Senior Compliance Officers find it Difficult to Adapt to the Crypto Industry and Blockchain Basis

Many still remember an unusual, and to some, even a controversial move made by Jeff Horowitz in July 2018. After nearly 30 years-long careers in senior compliance roles at some of the largest banks in the US, he decided to become a chief compliance officer at the largest US-based crypto exchange, Coinbase.

The move was very surprising, considering the lack of regulations in the crypto world, and Horowitz stated on the occasion that the old-school attitude does not translate well to the crypto industry. However, he is not the first, nor the last senior compliance officer that chose to join the crypto sector in recent years. In fact. crypto-based companies went on quite a recruitment spree in order to advance in terms of regulations and attract mainstream investors in the process.

Executives such as Jeff Horowitz, who are well-known after years, or even decades in high-profile institutions make for crypto startups' favorite ‘targets.' Of course, many of the recruiters in the crypto industry claim that it is not easy to convince these executives to join the new trend, as they tend to avoid risks. Meanwhile, the nature of cryptocurrency and the sector's hostility toward regulations often discourages executives from wanting to join.

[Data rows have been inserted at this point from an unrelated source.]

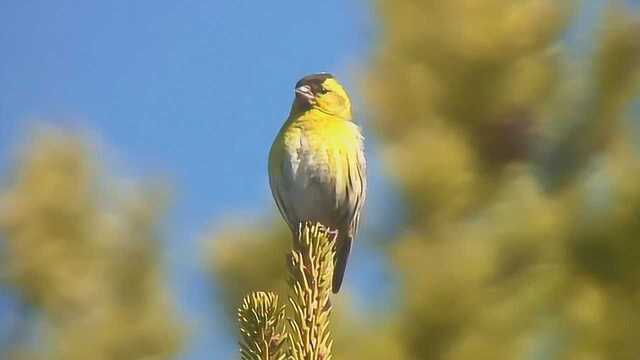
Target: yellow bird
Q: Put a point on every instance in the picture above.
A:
(317, 168)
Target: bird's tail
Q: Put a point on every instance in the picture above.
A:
(343, 247)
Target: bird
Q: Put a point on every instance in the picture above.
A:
(317, 165)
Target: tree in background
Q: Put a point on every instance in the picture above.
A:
(83, 255)
(519, 178)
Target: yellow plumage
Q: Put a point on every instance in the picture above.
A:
(317, 165)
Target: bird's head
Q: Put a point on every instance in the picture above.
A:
(323, 92)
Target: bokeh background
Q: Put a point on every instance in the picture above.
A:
(504, 204)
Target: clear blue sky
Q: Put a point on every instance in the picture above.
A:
(190, 90)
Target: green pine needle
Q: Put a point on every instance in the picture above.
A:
(310, 275)
(262, 327)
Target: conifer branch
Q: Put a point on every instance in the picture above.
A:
(310, 275)
(262, 327)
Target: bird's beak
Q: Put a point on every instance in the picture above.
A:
(304, 91)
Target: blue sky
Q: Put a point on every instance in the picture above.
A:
(193, 91)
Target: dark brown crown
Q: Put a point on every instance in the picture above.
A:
(314, 80)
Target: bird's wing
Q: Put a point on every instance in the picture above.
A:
(356, 190)
(280, 178)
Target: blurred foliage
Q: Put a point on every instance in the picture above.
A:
(520, 186)
(83, 255)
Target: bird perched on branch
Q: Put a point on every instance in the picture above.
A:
(317, 168)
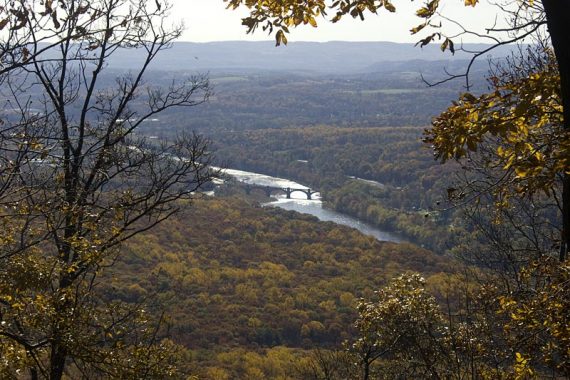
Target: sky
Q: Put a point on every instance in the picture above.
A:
(208, 20)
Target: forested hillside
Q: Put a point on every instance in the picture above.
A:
(238, 278)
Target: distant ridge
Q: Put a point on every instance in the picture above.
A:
(320, 57)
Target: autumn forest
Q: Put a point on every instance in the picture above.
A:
(128, 251)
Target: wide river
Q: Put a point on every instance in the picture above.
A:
(299, 203)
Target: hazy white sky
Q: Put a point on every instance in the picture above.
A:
(208, 20)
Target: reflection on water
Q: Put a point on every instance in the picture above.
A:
(299, 203)
(316, 208)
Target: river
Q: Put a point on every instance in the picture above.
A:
(299, 203)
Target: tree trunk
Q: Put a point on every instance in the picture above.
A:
(558, 20)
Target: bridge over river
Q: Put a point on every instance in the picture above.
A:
(287, 190)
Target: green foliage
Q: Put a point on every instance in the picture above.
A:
(235, 275)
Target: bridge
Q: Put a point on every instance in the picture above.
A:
(287, 190)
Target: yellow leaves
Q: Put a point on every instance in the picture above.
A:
(524, 118)
(522, 367)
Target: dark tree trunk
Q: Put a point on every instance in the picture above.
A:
(558, 20)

The fact that the digital currency space entered a year-long crypto winter in early 2018 did not help either. Crypto firms found it rather difficult to convince executives of the favorable future in the crypto sector while the prices are spiraling down. Meanwhile, the salaries for senior positions remain quite high, being at around $300,000 in large US companies, and around $158,000 (120,000 pounds) in the UK.

However, recruiters tend to use this to their advantage when offering executives a chance to work in an emerging industry that is developing at extremely fast rates. Even so, those who choose to join the crypto industry are more than necessary, as they carry large responsibilities. Their jobs often include things such as finding laws that might apply to new financial assets, in which jurisdictions these laws might be applied, requesting data from law enforcement, doing background checks on new clients, and more.

Obviously, these are not jobs that just about anyone can do, and checking the new clients is particularly important for the future of the companies.

Hacking Incidents Continue To Discourage

After the crypto industry went big in 2017, the sector found itself filled with money. What followed was an entire wave of hacking scandals, where numerous exchanges started reporting security breaches and thefts, which often included millions of dollars in crypto.

Issues like technology failings were also quite common, as it often tends to happen with new technologies. However, this did not make the problems any less real or damaging. Finally, allegations of crypto misuse for illegal activities such as money laundering also emerged, causing problems for the legitimate entities in the industry.

Then, in September 2018, the New York Attorney General's Office announced that a number of exchanges were putting their users and their funds at risk. The report claimed that the exchanges are vulnerable to issues such as market manipulation. Meanwhile, in the UK, the country's lawmakers called the crypto space ‘the Wild West,' stating that the exchanges need to take additional steps to protect their customers and protect themselves from hackers.

Some in the crypto industry supported the need for regulations, but they insisted that the regulatory framework needs to leave enough space for innovation and evolution of the exchanges. Others wanted to see international standards that would include the entire industry, not only the markets in certain regions.

With all that said and done, the hacking attacks still continued, among other issues. One of the problems seen as recently as in January 2019 included the $135 million that ended up frozen in the accounts owned by Quadriga, a crypto exchange headquartered in Canada. The exchange's founder suddenly died, without anyone else having access to the funds in Quadriga's accounts.

Another incident which is relatively old at this point, but still used as an example of how insecure the exchanges are includes the hack of Coincheck, headquartered in Tokyo. As mentioned, the incident is quite well remembered to this day, as it resulted in a theft of $530 million in cryptocurrency, which caused Japan's regulators to crack down on the exchanges quite strongly.

A Shift To The Smaller Industry

A series of unfortunate incidents such as the one including Coincheck and Quadriga, as well as many others in between, have shown that a new set of rules for the exchanges needs to be introduced and that it must be stricter than ever. As a result, experienced compliance professionals are more needed than ever, which can also be seen in the 230% increase in compliance-related job offers which was witnessed in the last 12 months.

The exchanges need professionals, as well as employees who can help them grow and adopt new standards which would be appealing to institutional investors. Despite the fact that institutions mostly tried to ignore the crypto industry, the interest in it is growing, and there were already cases of pension funds and asset managers approaching, albeit hesitantly and with only a fraction of their investment capital.

Meanwhile, even those executives who have decided to join the crypto industry are still unsure of it and its reputation. They require time to adapt to their new surroundings, and many of them still feel the difference every day on the job.